This is why i gave you an example of a solution of spherically symmetric gravitational source (bh or star or even any spherically symmetric mass) in the presence of a cosmological constant.
All you have to do is look at the metric to see what you asked;
1-2MG/r-b*r^2 (c=1 units) is the important term (would be 1 for flat empty space) where M is the mass and b i think if i recall correct is 1/3*L (With L the cosmological constant))
Near the neighborhood of the hole or the object say a few times 2*MG/c^2 the L*r^2 terms is tiny and doesnt have even an experimentally measurable effect. As you go far from the hole however it becomes the dominant term reflecting of course an expanding spacetime.
Now solutions that describe what happens to an entire galaxy with a cosmological constant dont exist but the behavior will be similarly unimportant.
Would it be satisfactory to you to calculate for example how much 2 objects separated by 1 au expand in 1 year???
Using Hubble's law the constant being 70 km/s per Mparsec one obtains 11m per year or 7% of au per billion years. Of course local gravity is so much more dominant that this practically cannot be observed and can only be seen by looking at distant galaxies.
What else other than that would you mean???
The dark energy if it is real and not an effective description of something else covers all spacetime but mass is only a rare localized coincidence in the vastly empty at large universe (consider what fraction of a cluster of galaxies is space between galaxies to see what i mean plus you also know local density is like order 1 solar mass per 50 say cubic light years = already tiny with the vast majority of the mass inside less than 1% of au radius). Of course you do not expect cosmological constant to play any role close to gravitational sources and small distances/timeframes. By all that i mean that the avg density (source of gravity) of the universe is many orders of magnitude smaller than that of a galaxy and the latter is also many orders of magnitude smaller than that of a solar system etc.

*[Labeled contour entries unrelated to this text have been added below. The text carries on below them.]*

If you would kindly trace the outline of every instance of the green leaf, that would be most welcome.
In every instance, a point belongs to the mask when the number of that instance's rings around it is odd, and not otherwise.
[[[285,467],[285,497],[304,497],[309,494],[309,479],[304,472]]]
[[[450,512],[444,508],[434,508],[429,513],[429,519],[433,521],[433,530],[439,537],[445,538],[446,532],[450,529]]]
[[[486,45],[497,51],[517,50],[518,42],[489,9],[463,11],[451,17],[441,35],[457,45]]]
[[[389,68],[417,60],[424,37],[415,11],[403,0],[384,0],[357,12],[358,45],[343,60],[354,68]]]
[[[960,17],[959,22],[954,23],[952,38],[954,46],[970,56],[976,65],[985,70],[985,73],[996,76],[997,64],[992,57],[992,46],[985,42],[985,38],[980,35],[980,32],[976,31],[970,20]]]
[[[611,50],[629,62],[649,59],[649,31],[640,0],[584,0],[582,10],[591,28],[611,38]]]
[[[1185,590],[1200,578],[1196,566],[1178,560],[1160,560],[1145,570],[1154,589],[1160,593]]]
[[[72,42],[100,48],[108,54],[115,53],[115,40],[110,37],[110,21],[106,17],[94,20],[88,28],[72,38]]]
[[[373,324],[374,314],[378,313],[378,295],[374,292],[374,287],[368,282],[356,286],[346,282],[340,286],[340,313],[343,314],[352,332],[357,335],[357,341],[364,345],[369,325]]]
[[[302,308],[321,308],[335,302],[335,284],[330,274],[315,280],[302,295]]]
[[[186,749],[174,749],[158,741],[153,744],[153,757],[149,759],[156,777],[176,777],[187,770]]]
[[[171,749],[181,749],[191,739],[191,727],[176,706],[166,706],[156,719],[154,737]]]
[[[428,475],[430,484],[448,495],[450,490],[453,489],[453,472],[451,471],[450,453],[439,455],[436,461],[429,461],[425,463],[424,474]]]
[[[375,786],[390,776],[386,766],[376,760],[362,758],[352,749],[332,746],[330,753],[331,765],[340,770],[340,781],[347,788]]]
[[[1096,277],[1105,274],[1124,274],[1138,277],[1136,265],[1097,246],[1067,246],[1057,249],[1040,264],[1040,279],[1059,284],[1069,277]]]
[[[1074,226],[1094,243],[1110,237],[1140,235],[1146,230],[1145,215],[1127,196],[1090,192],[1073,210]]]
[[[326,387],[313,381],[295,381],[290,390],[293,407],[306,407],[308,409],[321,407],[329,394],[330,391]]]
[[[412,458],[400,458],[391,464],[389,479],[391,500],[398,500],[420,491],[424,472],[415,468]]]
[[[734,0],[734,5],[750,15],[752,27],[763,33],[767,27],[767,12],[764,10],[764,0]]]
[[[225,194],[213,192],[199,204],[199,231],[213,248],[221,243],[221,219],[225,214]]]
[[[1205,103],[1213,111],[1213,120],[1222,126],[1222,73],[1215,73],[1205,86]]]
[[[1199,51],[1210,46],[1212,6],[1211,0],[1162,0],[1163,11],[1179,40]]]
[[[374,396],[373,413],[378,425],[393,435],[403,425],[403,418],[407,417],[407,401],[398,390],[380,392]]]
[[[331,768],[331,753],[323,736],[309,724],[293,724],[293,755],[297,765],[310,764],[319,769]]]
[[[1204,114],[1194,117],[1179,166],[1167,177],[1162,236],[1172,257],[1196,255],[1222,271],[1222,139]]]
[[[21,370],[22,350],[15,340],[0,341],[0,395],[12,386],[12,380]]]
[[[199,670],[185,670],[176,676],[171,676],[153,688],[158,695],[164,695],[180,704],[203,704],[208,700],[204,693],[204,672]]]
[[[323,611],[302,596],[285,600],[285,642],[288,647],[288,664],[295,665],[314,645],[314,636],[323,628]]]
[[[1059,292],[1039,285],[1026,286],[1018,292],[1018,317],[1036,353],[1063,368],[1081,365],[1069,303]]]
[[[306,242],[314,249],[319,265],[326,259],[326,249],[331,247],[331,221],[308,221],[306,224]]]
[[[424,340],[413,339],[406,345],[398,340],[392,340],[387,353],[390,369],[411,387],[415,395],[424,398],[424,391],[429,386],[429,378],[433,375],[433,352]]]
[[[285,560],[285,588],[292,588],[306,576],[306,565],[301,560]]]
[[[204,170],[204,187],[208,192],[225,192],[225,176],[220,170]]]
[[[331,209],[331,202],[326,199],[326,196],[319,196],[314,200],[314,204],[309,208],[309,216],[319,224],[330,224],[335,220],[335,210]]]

However when you study the effect at global scales eg in the Robertson Walker metric which attempts to describe the entire universe and which clearly has to use some effective avg density of the universe as the source term in the stress tensor and which is itself super small (tiny density ) the Cosmological constant term dominates the metric at present era and dictates expansion and acceleration of it.
Ps: If the black hole is not dynamical the spacetime around it is not contracting.
Also global metric solutions like FLRW
http://en.wikipedia.org/wiki/Friedma...3Walker_metric assume homogeneity isotropy and are obviously idealizations, locally you have other solutions and you cannot exactly carry the observations ie the expansion ala Hubble law the same way locally that the system is no longer obeying those symmetries and the solutions will be different. Basically to fully satisfactory answer all this you need a solution that is using both local sources and distant global sources (eg a Scharzschild metric embedded in rotating galaxy metric which is itself embedded in a galaxy cluster etc which then belongs to a FLRW type metric expanding universe with cosmological constant term and then using that solution you can see what is the behavior locally and how it differs from the accelerated expansion of the large scale solution. Do not expect however anything spectacular (plus no so complex known solutions exist really), the solution locally is dominated so vastly by the local gravity distributions/motions and the effects of other stars and the rotation of the galaxy that any cosmological constant effect is trivially tiny in comparison. This is why i gave you the de Sitter Schwarschild solution as an example of a solvable problem which fully answers your question actually if you ignore the effect of the rest of the universe.